The Wildcats' win brought the program to a remarkable 134 in the past four years. No other school can match that. Five straight seasons as a top-2 seed in the tournament. The victory helped secure the Wildcats' argument to be labeled the most consistent team in college basketball (further helped by Duke's inability to get to the Final Four this year).
More records could come on Saturday. With seven more 3-pointers, Villanova will set the record for most (443) in a season in Division I history. The Wildcats are headed to their sixth Final Four in school history, tying them all-time with Arkansas, Cincinnati, Oklahoma State, Syracuse and Michigan, which is also bound for San Antonio.

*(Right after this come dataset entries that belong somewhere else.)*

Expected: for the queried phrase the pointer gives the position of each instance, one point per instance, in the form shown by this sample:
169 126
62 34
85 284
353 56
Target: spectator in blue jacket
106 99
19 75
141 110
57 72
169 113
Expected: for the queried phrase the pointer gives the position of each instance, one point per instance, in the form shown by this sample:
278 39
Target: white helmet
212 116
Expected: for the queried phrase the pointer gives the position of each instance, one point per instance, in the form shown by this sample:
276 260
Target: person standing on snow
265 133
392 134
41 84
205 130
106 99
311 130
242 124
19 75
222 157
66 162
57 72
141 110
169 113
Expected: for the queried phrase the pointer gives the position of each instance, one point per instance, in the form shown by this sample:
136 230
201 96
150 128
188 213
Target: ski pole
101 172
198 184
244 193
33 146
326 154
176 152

Wright has built a powerhouse. And this team, which could go down as the best in school history, doesn't even have a senior on it -- though keeping those four NBA players for another year might be difficult.
"You think, why me?" Wright said. "You know there's a lot of great teams out there, a lot of great programs. At this point, you don't really try to figure out why. You figure out -- you're kind of saying, why us, you know, and just soaking it in. I know we have really good guys. And we have talented -- it's always talented players. It really is. Jalen and Mikal and Phil and even Eric and Donte, they were on a National Championship team. So they're pretty good players. And you still have them. That's something that's really important."

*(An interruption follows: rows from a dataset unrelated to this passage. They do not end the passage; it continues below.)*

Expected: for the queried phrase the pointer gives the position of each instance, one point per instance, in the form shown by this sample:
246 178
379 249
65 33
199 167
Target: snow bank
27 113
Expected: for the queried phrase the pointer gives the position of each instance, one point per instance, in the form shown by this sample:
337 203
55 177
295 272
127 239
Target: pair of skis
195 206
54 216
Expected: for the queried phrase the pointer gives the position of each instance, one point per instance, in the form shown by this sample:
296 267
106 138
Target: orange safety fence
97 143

In a just world, Brunson would be a lock for National Player of the Year. This team is the best in the sport and the program honestly might be cruising just above all others. In order to secure that, though, it needs two more wins. Kansas awaits Saturday, then either Loyola-Chicago or Michigan.
It's one thing to win a national title. It's another to get back two years after that, with a lot of the same guys on the roster, but doing it in a different way. This Villanova team is younger than 2016's. And you know what? It's better. I think the coaches know that. The players want to believe it too.
But it's going to need two more wins to validate that. At this point, it's hard to envision how that won't happen.